WPT Data Migration Scripts
This repository contains scripts that can be used or modified to correct
mistakes in the datastore that backs
wpt.fyi.
Running a script
First of all, run gcloud auth application-default login
(you should already
have access to wptdashboard and/or wptdashboard-staging projects).
This repo does NOT use Go modules yet, so it is recommeneded to check out the
repo at $GOPATH/src/github.com/web-platform-tests/data-migration
. Then run
go get -u ./...
to get all the dependencies.
Finally, you can run most scripts with go run
, e.g. go run tagger/master.go --help
.
Writing a script
We have a few different categories of scripts.
Datastore-only
This is the most common kind. These scripts do a pass of scan-check-modify over
all TestRun
s in Datastore in parallel. Check-and-modify is done atomically in
a transaction.
The reusable logic is in processor/
. New scripts only need to
implement the Runs
interface.
Examples can be found in tagger/
.
Storage
The following scripts also download results from GCS, so they are a lot slower.
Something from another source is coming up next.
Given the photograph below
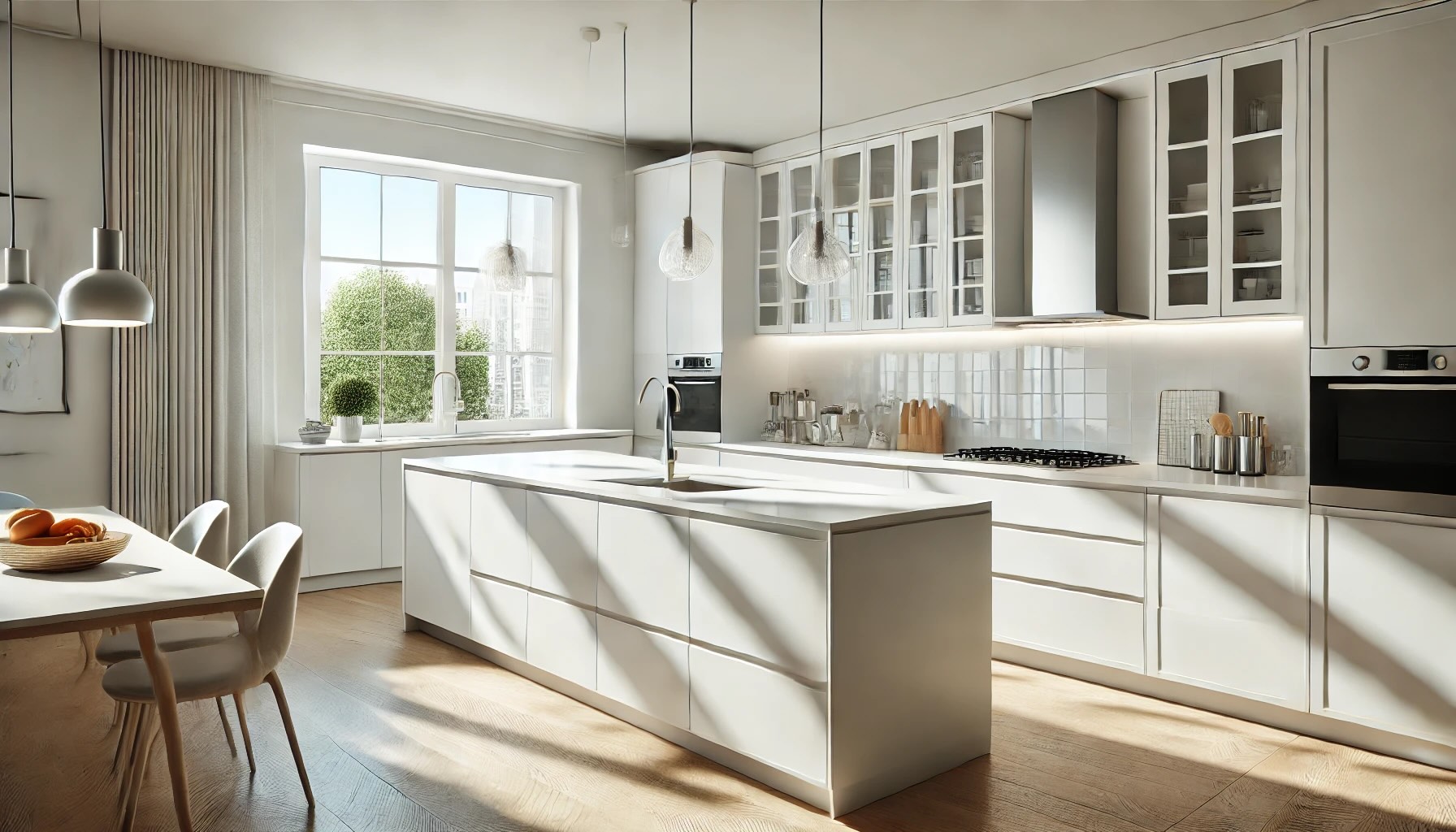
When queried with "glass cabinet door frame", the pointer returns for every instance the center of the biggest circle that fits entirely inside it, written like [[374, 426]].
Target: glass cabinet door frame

add_run_info/ - used to backfill product and browser name metadata, as well as
switch to a new URL schema.
add_time_start/ - used to backfill the TimeStart
metadata for runs done
before that information was added.
dedup_runs/ - used to deduplicate runs with the same raw_results_url
from
before results-processor was idempotent.
Bigtable
grid/ - an experiment to load all results into Bigtable.